I had, but it had been a long time ago and in a different context. “You mean, like in werewolves? Are you serious?”
“It’s a true disorder. I’ll have to introduce you to Iain McPherson in Scotland; he’s made it his life’s work. But yes, by adulthood, most of the afflicted isolate themselves from their families and all but disappear. Those who stay in society are described as wild loners.”
“But isn’t that rare?”
“It was. Until a few years ago.”
He’d gone on to explain this lycanthropic disorder was relatively rare until the very end of the twentieth century. Previously, one case might occur in a generation and spawn a local legend of werewolves. However, we lived in the era of impulsivity, and disorders such as ADHD skyrocketed.
CLS, or Chronic Lycanthropy Syndrome, seemed to be the latest step in the evolution of impulsivity disorders, and it soon became the new diagnostic darling of the pediatrician and child psychiatrists’ offices. Children displayed the full range of symptoms by early adolescence, and often those that couldn’t be cured or drugged into submission would just disappear or end up in the correctional system.
My research centered on finding a common thread. I’d investigated familial patterns, but I felt like there was something missing.
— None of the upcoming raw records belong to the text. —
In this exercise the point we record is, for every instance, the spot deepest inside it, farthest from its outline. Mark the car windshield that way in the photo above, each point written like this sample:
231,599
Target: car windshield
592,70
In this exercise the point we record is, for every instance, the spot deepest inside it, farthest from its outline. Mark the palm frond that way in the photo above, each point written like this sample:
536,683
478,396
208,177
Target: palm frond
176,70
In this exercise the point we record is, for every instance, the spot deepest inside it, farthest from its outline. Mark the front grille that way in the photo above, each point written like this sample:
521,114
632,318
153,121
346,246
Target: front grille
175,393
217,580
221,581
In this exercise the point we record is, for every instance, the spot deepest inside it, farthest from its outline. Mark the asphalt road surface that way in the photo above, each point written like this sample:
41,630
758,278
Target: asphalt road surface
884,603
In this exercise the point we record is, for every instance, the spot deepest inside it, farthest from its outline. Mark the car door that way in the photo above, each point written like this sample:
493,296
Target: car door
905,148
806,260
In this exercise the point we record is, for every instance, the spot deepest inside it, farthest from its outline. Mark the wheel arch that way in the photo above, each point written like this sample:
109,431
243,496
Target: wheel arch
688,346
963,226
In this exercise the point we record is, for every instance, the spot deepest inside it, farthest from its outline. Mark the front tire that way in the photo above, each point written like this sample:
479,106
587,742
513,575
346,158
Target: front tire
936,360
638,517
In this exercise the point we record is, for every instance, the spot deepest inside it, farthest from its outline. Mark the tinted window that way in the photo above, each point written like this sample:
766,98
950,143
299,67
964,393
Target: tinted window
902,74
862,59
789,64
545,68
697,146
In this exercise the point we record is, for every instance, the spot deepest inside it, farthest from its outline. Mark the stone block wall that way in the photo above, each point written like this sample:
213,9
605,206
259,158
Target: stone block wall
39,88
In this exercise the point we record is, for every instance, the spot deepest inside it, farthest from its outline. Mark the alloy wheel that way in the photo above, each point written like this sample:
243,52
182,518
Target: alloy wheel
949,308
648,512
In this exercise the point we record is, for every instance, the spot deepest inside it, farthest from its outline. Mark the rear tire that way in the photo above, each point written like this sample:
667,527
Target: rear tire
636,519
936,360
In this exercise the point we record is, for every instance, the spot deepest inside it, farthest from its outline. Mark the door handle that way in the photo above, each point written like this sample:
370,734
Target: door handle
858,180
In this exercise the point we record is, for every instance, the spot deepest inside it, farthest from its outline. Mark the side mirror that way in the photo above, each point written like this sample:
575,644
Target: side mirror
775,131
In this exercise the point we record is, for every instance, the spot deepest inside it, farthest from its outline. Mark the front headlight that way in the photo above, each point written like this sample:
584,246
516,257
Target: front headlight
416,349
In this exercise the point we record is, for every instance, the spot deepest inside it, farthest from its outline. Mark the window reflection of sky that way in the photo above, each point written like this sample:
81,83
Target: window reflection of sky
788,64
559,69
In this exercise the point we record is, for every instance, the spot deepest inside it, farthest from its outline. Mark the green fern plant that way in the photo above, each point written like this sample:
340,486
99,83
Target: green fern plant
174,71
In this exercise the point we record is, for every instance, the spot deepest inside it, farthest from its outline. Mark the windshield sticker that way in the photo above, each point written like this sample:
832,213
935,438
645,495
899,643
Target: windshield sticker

Something was making these rare genes express, but why now? Was it some environmental toxin? A virus? Just before the lab had burned, I had acquired boxes of these children’s medical records, particularly from western Tennessee and the Ozark region of Arkansas, where families of Germanic and Scandinavian descent abounded. The Scandinavian culture had the most sophisticated spiritual explanation for werewolves…and the highest incidence of CLS.
And now, here in the Ozarks, I was face-to-face with an adult CLS sufferer. I sat across from him in the booth pretending to study my menu and bit my lip to keep the questions from flooding off my tongue. How long have you had it? When were you diagnosed? Were you a hyper kid? What illnesses did you have? Do you know anyone else with CLS?